Arvedui war riesig. Selbst den hoch gewachsenen Ondoher überragte er mühelos. Und Firiel war sich sicher, dass sie ihm noch nicht einmal bis zur Schulter reichen würde. Der König Arthedains trug im Gegensatz zu seinen schwer gepanzerten Soldaten kaum Rüstung. Sein einziger Schutz war ein auf Hochglanz poliertes Kettenhemd. Darunter trug er dunkle, widerstandsfähige Kleidung aus dickem Stoff. Über seine Schultern hing ein Mantel aus weißem Wolfsfell, das in starkem Kontrast zum schwarzen Fell seines Pferdes stand.

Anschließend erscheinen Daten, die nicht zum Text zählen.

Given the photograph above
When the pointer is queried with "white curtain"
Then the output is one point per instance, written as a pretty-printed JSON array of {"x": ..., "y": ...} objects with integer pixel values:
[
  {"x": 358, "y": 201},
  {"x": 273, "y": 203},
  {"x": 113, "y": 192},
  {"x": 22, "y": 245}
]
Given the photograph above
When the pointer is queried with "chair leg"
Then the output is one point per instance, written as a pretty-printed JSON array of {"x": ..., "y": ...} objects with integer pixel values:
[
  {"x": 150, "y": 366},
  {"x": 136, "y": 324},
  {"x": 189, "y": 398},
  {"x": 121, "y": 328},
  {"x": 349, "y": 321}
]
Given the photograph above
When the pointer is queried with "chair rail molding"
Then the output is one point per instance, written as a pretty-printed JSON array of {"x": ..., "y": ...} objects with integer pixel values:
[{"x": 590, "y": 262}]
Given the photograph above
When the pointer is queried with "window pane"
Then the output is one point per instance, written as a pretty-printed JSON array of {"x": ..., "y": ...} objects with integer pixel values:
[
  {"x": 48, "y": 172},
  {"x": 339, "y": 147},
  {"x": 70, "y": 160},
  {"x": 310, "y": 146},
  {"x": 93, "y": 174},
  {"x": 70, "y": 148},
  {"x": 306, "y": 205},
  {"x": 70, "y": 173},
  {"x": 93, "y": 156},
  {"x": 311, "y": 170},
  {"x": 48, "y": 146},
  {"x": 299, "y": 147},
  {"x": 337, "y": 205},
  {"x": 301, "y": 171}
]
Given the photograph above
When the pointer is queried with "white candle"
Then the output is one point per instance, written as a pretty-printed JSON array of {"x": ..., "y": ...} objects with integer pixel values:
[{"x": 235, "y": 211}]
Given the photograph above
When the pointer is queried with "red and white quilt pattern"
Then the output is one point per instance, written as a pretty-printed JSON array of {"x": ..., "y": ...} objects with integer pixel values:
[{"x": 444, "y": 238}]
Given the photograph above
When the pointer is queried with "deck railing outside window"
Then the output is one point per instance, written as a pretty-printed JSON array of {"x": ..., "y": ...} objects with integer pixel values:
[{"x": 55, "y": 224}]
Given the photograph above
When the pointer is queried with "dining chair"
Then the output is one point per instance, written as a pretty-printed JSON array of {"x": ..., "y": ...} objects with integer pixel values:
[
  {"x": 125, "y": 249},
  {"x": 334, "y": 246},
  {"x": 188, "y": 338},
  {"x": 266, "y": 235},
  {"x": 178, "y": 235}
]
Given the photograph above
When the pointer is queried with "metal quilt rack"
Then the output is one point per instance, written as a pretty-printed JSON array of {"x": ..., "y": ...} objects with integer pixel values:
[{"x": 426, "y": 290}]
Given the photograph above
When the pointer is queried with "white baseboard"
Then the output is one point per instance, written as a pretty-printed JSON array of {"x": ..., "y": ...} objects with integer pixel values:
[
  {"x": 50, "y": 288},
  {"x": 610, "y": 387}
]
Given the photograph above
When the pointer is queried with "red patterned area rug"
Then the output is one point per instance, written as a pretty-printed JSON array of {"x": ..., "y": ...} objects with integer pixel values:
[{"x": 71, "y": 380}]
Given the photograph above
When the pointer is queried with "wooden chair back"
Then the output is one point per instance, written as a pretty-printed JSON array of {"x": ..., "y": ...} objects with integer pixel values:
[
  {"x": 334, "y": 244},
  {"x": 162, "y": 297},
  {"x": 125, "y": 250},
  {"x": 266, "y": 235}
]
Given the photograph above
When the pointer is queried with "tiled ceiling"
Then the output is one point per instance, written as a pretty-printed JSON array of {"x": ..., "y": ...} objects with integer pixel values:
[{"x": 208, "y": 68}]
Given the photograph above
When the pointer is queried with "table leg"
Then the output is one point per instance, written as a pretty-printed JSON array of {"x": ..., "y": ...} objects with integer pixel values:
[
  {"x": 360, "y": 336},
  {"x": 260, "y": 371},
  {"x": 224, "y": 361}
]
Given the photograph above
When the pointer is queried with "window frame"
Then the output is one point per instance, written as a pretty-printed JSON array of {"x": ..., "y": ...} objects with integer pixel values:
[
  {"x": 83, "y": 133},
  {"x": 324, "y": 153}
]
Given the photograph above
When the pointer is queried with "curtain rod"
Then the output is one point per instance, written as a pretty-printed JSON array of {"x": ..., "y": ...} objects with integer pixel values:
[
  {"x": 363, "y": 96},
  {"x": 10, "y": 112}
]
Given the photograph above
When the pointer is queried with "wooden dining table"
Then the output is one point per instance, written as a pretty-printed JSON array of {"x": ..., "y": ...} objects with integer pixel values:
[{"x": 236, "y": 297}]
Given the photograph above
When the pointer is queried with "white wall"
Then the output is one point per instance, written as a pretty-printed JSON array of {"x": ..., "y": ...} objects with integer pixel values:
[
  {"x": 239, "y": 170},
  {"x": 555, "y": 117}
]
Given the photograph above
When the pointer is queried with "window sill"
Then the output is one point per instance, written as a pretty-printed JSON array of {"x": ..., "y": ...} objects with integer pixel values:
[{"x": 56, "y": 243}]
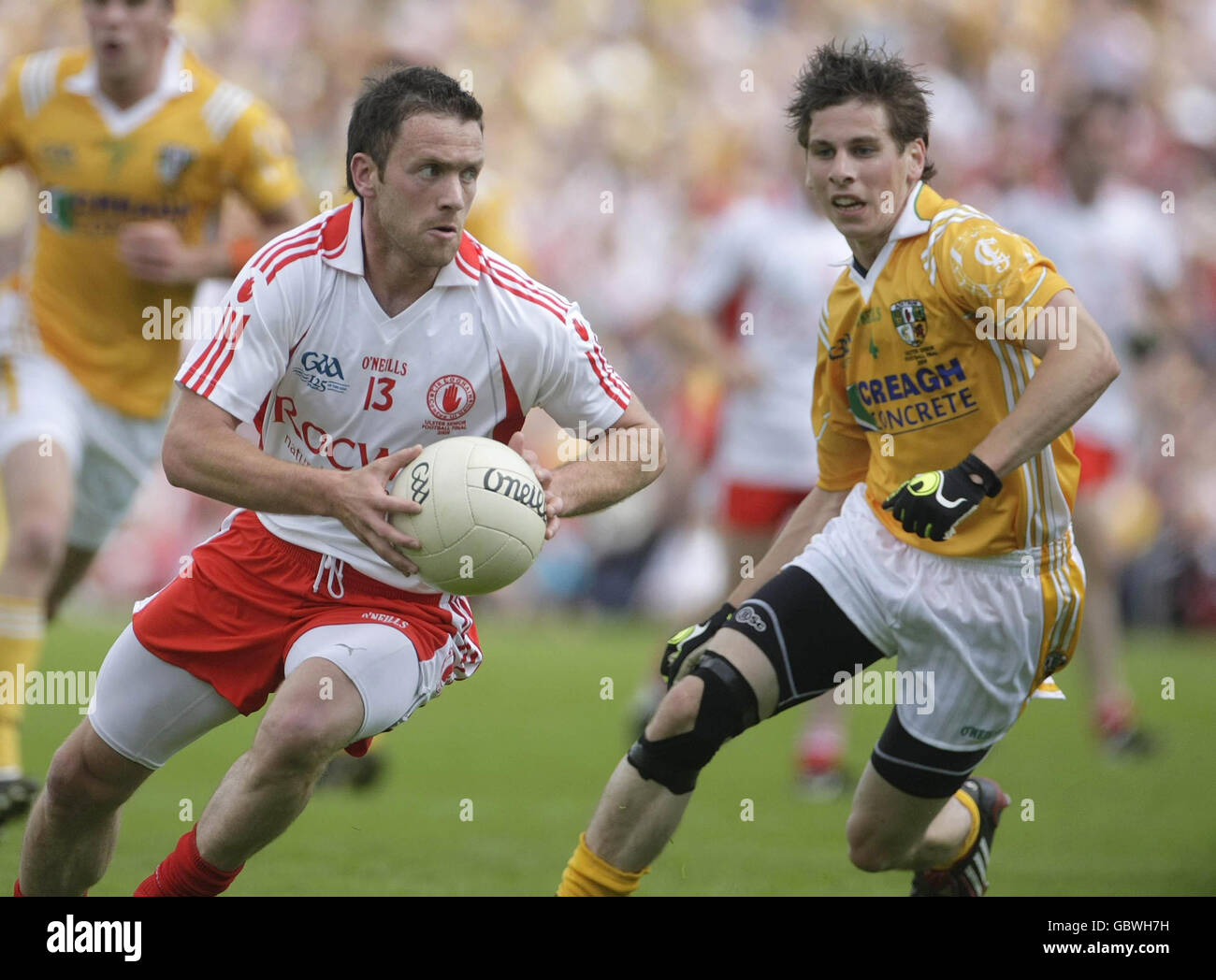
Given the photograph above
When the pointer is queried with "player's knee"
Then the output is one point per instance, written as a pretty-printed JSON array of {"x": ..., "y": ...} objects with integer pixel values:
[
  {"x": 698, "y": 719},
  {"x": 297, "y": 742},
  {"x": 868, "y": 847},
  {"x": 73, "y": 792},
  {"x": 676, "y": 713},
  {"x": 36, "y": 543}
]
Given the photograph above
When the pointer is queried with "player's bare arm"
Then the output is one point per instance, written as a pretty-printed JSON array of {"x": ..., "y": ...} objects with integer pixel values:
[
  {"x": 203, "y": 453},
  {"x": 154, "y": 251},
  {"x": 1066, "y": 382},
  {"x": 588, "y": 485}
]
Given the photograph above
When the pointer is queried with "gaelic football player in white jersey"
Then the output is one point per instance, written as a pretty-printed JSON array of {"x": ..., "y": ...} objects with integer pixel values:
[
  {"x": 351, "y": 342},
  {"x": 1117, "y": 246}
]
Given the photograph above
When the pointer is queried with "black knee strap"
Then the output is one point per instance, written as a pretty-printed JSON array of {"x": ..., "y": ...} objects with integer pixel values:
[{"x": 728, "y": 707}]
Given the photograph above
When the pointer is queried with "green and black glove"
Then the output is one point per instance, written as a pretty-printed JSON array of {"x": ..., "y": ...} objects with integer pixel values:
[{"x": 932, "y": 505}]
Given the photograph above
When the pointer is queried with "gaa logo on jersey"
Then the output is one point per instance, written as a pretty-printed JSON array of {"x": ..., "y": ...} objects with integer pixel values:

Langsam wanderte Firiels Blick zu Arveduis Gesicht hoch. Ein Großteil des Gesichtes war von einem wilden, blonden Bart bedeckt. Die Prinzessin presste die Lippen zusammen. Hier in Gondor rasierten die Männer ihre Gesichter. Da fiel der Blick Arveduis auf sie. Stechend blaugraue Augen unter buschigen blonden Augenbrauen musterten sie forschend. Mit heftig pochendem Herzen richtete Firiel sich noch ein wenig auf und betrachtete ihrerseits den Mann vor ihr. Arvedui hatte ein kantiges Gesicht, das von einer geraden und langen Nase dominiert wurde. An seinem rechten Mundwinkel war eine Narbe zu sehen. Blondes, lockiges Haar bedeckte den Kopf des Königs. Alles in allem machte er mehr den Eindruck eines grimmigen Kriegers als den eines Edelmannes.